EPDs in sustainable construction

An EPD (Environmental Product Declaration) documents the environmental properties of a building material. It is an important tool for consultants and developers who want to know the environmental impact of the different building materials used in a building project.  

At Knauf DANOLINE we offer product specific EPDs that document the life cycle of our acoustic products. Our EPDs have been developed and verified by an independent 3rd party in accordance with the latest European standard EN15804+A2:2019. All EPDs have been renewed in 2022.    

Carbon footprint reduced up to 48% from 2014 to 2022

Our newly updated EPDs show significantly lower CO₂-emissions on all Knauf DANOLINE acoustic products. The total carbon footprint in production phase has been reduced by up to 48% from 2014 to 2022.

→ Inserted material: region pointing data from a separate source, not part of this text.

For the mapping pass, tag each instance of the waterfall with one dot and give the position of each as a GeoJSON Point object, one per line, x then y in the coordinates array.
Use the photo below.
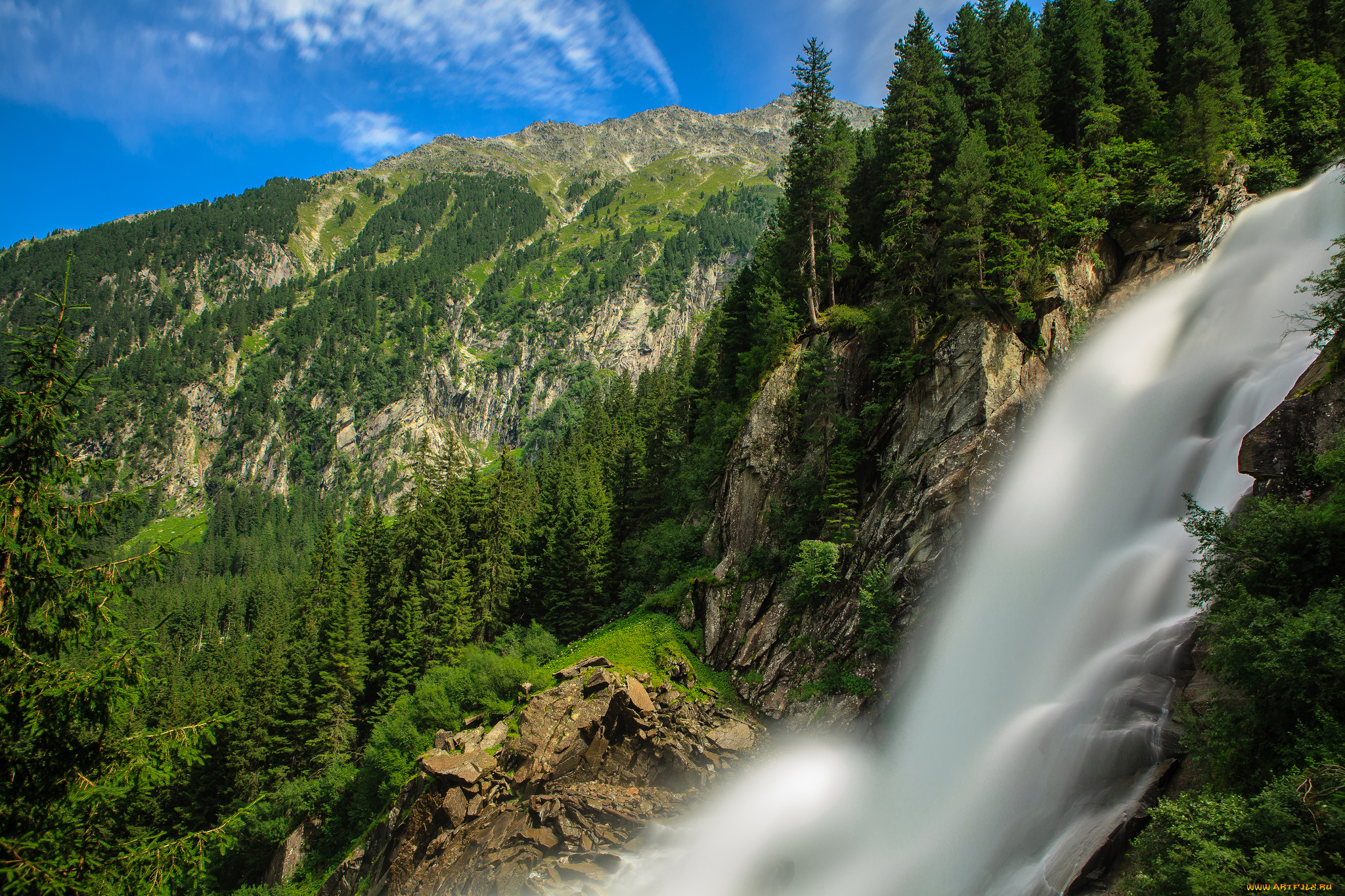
{"type": "Point", "coordinates": [1038, 706]}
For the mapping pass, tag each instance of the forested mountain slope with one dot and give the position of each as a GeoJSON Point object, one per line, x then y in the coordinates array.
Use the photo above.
{"type": "Point", "coordinates": [313, 332]}
{"type": "Point", "coordinates": [786, 475]}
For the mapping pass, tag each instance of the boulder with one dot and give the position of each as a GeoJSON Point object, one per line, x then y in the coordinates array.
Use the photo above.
{"type": "Point", "coordinates": [599, 680]}
{"type": "Point", "coordinates": [455, 806]}
{"type": "Point", "coordinates": [735, 736]}
{"type": "Point", "coordinates": [639, 696]}
{"type": "Point", "coordinates": [468, 740]}
{"type": "Point", "coordinates": [458, 770]}
{"type": "Point", "coordinates": [572, 672]}
{"type": "Point", "coordinates": [495, 736]}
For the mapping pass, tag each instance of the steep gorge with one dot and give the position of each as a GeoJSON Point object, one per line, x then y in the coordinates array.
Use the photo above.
{"type": "Point", "coordinates": [938, 449]}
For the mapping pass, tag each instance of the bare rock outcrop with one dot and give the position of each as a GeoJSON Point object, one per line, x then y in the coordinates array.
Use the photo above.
{"type": "Point", "coordinates": [595, 761]}
{"type": "Point", "coordinates": [940, 446]}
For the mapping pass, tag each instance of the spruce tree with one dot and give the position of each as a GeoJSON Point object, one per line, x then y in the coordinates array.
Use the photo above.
{"type": "Point", "coordinates": [820, 160]}
{"type": "Point", "coordinates": [1078, 72]}
{"type": "Point", "coordinates": [1132, 82]}
{"type": "Point", "coordinates": [906, 151]}
{"type": "Point", "coordinates": [494, 561]}
{"type": "Point", "coordinates": [970, 64]}
{"type": "Point", "coordinates": [965, 192]}
{"type": "Point", "coordinates": [341, 671]}
{"type": "Point", "coordinates": [1020, 183]}
{"type": "Point", "coordinates": [1207, 81]}
{"type": "Point", "coordinates": [78, 769]}
{"type": "Point", "coordinates": [1262, 47]}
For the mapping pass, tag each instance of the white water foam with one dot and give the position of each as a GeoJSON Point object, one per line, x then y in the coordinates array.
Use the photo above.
{"type": "Point", "coordinates": [1026, 725]}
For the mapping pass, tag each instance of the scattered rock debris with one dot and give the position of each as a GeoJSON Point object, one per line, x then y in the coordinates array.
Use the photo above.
{"type": "Point", "coordinates": [596, 759]}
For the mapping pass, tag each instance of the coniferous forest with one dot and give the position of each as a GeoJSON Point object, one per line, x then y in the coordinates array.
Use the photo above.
{"type": "Point", "coordinates": [170, 716]}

Total carbon footprint (GWP) in production phase A1-A3 from 2014 to 2022.

Improved environmental data prove of several energy optimizations

Since our EPDs were last updated in 2014, Knauf DANOLINE production has undergone several energy optimizations that help lowering our product's carbon footprint on production stage with up to 48%. One of the major steps was completed in 2020 with a new heat recovery system that supplies 1,200 private homes with waste heat from our production facility in Denmark.        

Total carbon footprint of Plaza(+) acoustic ceiling tile throughout the different life-cycle stages (use stage excluded) - Source: EPD, MD-21096-EN Plaza(+), 2022-11-02

Recycling potential with negative carbon footprint.

Knauf DANOLINE acoustic products are made of gypsum, a material which composition and qualities remain the same over time. That is why our products are recyclable and can be used in production of new gypsum products after end-life. The recycling potential of our products therefore record a negative carbon footprint in the life-cycle assessment.       

Choose product specific EPDs

There are two types of EPDs - product specific EPDs and industrywide EPDs. A product specific EPD is developed for a specific product from a specific manufacturer, whereas an industrywide EPD represents an average (or worst-case) scenario for a specific industry or product type.         

You therefore get more accurate data on a building life-cycle assessment by applying product specific EPDs instead of industrywide EPDs. Also in connection with certification of buildings, eg. DGNB cerfitication, you will need to add extra percentages, using generic data rather than product specific data. 

For example, DGNB dictates the use of uncertainty factors for generic data with a factor 1.3 and for industry EPD’s a factor 1.1. Only product specific EPD’s do not have any factors added.  

EPDs are not equally informative 

It is important to note, that an EPD is not a quality assurance of a product being sustainable. An EPD is an objective representation of a product’s environmental impact. A product’s sustainability can only be evaluated by comparing it to other functionally equivalent products.

Not all EPDs document a product's entire life cycle. Up until now, it has only been mandatory to document the environmental impact of a product's early life stages: from raw material supply to product production. The later life stages: from transport to building site, use, end-of-life and recycling-potential have been optional. You should therefore take care when comparing EPDs, and make sure to look at the environmental impact in the different life-cycle stages seperatly. As of October 2022, manufacturers are required to include a product's environmental impact in the end-of-life stage when publishing new EPDs.